Maintenance director or designee will randomly audit the facility weekly x 4 weeks to ensure that no extension cords are being used.

Findings of these audits will be presented at the facility's QAPI meeting. It will be determined at that time if continued audits are necessary.

NFPA 101 STANDARD Gas Equipment - Cylinder and Container Storag:This is a less serious (but not lowest level) deficiency and affects more than a limited number of residents, staff, or occurrences. This deficiency is one that results in minimal discomfort to the resident or has the potential (not yet realized) to negatively affect the resident's ability to achieve his/her highest functional status. This deficiency was not found to be throughout this facility.
Gas Equipment - Cylinder and Container Storage
Greater than or equal to 3,000 cubic feet
Storage locations are designed, constructed, and ventilated in accordance with 5.1.3.3.2 and 5.1.3.3.3.
>300 but <3,000 cubic feet
Storage locations are outdoors in an enclosure or within an enclosed interior space of non- or limited- combustible construction, with door (or gates outdoors) that can be secured. Oxidizing gases are not stored with flammables, and are separated from combustibles by 20 feet (5 feet if sprinklered) or enclosed in a cabinet of noncombustible construction having a minimum 1/2 hr. fire protection rating.
Less than or equal to 300 cubic feet
In a single smoke compartment, individual cylinders available for immediate use in patient care areas with an aggregate volume of less than or equal to 300 cubic feet are not required to be stored in an enclosure. Cylinders must be handled with precautions as specified in 11.6.2.
A precautionary sign readable from 5 feet is on each door or gate of a cylinder storage room, where the sign includes the wording as a minimum "CAUTION: OXIDIZING GAS(ES) STORED WITHIN NO SMOKING."
Storage is planned so cylinders are used in order of which they are received from the supplier. Empty cylinders are segregated from full cylinders. When facility employs cylinders with integral pressure gauge, a threshold pressure considered empty is established. Empty cylinders are marked to avoid confusion. Cylinders stored in the open are protected from weather.
11.3.1, 11.3.2, 11.3.3, 11.3.4, 11.6.5 (NFPA 99)
Observations:
Name: MAIN BUILDING 01 - Component: 01 - Tag: 0923 Based on observation and interview, it was determined the facility failed to ensure oxygen cylinders stored within rooms, were distanced from combustible materials / ignition sources in one of three levels within this component.

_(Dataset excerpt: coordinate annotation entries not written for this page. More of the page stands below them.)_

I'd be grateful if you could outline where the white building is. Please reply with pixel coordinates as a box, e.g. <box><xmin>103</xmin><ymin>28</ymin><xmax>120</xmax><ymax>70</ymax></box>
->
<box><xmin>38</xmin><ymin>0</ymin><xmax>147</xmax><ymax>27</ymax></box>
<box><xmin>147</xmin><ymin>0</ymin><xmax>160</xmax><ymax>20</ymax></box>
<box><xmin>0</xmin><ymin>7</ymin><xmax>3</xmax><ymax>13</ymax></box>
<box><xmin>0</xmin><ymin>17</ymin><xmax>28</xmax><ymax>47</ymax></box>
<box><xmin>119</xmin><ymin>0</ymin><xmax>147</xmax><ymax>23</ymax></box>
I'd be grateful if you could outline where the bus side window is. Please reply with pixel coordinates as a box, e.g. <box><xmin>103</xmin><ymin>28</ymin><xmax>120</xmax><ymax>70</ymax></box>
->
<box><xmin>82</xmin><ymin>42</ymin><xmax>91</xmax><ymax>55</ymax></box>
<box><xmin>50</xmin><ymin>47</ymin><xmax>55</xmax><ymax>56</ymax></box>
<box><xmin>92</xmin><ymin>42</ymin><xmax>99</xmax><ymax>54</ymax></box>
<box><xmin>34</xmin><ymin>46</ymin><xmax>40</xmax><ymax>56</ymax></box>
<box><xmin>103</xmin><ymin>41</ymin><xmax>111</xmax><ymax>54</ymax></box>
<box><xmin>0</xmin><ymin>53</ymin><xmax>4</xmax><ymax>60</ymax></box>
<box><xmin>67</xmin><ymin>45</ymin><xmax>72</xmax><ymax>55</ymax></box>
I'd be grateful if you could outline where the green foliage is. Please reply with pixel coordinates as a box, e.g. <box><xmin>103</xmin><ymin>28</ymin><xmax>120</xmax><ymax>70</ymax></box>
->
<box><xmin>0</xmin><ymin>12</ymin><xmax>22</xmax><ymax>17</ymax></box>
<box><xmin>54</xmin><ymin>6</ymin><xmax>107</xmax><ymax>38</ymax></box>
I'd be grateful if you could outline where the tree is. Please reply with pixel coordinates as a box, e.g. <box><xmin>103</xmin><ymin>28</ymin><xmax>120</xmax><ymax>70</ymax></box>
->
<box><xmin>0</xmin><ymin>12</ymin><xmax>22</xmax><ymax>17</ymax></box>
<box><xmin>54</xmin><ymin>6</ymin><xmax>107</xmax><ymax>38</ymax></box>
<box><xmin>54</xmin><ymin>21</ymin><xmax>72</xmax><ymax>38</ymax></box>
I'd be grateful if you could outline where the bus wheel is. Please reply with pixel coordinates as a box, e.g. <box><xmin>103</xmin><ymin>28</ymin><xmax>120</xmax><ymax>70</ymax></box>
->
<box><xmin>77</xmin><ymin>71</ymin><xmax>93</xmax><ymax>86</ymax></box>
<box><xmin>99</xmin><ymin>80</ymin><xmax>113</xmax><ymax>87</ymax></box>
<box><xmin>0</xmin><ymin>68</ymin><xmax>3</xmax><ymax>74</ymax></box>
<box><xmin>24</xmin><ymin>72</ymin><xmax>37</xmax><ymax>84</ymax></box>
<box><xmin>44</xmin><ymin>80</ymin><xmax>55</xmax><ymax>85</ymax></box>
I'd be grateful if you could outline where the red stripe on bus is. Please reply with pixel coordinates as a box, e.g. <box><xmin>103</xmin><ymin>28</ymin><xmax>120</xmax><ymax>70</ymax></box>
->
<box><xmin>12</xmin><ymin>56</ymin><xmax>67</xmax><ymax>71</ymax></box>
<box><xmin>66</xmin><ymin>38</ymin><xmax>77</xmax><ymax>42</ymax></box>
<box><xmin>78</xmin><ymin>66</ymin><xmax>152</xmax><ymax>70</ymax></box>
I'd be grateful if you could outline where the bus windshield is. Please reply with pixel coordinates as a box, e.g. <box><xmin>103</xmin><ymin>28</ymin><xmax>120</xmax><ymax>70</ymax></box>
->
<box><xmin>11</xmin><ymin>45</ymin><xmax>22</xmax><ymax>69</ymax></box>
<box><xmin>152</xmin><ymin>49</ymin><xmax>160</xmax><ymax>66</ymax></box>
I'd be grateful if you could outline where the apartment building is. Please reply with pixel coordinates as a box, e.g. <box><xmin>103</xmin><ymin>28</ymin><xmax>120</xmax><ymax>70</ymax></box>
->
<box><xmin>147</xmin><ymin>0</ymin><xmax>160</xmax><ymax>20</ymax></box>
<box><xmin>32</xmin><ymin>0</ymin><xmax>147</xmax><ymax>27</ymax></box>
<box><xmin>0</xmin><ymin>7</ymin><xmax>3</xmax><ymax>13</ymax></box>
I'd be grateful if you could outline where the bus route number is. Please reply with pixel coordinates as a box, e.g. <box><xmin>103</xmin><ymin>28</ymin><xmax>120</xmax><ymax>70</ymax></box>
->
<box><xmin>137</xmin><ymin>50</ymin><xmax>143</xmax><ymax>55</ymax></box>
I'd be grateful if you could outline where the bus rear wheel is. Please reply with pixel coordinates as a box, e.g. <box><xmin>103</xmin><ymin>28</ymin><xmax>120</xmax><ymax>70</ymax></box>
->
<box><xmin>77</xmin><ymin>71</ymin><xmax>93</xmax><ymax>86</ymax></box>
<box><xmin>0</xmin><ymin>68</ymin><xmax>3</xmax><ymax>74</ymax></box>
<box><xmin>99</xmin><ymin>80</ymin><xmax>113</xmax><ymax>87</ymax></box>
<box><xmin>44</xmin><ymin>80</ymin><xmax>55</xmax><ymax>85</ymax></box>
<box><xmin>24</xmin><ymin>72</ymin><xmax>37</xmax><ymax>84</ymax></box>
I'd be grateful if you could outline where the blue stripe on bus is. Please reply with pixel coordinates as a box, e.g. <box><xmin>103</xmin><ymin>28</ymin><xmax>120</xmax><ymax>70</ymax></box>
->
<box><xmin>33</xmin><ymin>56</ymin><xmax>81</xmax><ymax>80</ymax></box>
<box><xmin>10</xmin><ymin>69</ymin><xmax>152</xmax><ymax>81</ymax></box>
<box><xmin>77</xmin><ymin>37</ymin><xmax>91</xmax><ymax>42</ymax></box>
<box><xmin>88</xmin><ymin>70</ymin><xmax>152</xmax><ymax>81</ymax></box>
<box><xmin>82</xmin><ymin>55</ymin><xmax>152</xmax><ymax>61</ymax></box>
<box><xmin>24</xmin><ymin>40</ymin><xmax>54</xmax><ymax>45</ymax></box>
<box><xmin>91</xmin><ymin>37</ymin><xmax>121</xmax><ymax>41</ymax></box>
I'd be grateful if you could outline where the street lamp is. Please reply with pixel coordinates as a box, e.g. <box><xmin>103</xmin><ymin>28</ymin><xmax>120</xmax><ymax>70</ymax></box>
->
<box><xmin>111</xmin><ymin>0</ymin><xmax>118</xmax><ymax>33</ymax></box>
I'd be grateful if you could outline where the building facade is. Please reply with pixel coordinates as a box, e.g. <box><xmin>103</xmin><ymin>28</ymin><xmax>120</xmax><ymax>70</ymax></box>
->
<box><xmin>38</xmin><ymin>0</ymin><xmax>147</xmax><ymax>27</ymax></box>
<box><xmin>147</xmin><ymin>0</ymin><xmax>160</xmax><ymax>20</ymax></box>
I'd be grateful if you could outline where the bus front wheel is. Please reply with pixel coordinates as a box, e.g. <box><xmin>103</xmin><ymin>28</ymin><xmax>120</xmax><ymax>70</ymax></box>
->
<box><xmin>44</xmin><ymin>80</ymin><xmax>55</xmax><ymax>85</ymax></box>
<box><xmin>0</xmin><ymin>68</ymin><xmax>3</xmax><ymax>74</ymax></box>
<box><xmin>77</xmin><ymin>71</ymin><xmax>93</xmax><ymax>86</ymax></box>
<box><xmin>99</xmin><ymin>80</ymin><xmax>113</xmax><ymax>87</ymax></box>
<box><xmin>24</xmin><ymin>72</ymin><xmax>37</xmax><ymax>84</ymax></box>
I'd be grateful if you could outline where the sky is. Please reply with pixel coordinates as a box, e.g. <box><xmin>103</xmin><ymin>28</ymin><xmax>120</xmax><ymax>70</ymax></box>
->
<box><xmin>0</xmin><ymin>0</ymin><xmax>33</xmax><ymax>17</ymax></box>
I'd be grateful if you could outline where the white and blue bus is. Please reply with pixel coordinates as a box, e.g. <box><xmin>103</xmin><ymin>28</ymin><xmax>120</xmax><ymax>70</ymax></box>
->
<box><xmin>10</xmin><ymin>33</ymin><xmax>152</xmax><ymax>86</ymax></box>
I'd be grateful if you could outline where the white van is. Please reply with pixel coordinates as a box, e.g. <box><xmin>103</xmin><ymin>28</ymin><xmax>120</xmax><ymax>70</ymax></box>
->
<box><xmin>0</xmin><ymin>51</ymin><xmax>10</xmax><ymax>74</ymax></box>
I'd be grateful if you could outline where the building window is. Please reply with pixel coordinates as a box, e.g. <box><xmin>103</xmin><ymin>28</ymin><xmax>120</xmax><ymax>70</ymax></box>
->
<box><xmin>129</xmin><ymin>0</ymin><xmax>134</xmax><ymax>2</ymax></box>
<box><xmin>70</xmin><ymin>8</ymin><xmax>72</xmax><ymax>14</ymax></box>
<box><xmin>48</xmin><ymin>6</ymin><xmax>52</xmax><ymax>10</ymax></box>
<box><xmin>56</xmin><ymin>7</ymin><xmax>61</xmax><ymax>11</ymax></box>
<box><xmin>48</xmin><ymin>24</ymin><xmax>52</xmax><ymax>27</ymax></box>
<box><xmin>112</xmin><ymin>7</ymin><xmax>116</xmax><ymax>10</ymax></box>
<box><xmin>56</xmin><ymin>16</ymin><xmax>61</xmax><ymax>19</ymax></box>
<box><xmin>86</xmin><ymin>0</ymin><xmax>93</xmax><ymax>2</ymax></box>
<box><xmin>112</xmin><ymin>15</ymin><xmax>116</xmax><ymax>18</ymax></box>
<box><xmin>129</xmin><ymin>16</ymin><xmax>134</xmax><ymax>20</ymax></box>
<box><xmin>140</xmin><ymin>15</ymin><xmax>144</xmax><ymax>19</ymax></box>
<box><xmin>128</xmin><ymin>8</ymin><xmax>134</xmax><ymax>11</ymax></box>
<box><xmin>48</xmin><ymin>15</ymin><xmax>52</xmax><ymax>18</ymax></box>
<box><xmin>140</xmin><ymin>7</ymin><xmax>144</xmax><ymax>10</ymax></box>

Findings include: 1. Observation made on November 24, 2025, between 11:00 a.m., and 1:30 p.m., revealed: a) Behind nurse's station First floor, oxygen cylinders were stored less than five feet from electrical receptacles, electrical equipment and electrical panel. b) Behind nurse's station Ground floor, oxygen cylinders were stored less than five feet from electrical receptacles, electrical equipment and electrical panel. Exit Interview with the Administrator and Maintenance Director on November 24, 2025, at 1:45 P.M., confirmed that the cylinders were stored less than five feet from combustible / ignition sources.
 Plan of Correction - To be completed: 12/30/2025

The oxygen tanks on both nursing units were relocated away from the electric panel

All residents may be affected by this deficient practice.


Maintenance director or designee will randomly audit the facility weekly x 4 weeks to ensure that oxygen tanks are properly stored according to the regulation.

Findings of these audits will be presented at the facility's QAPI meeting. It will be determined at that time if continued audits are necessary.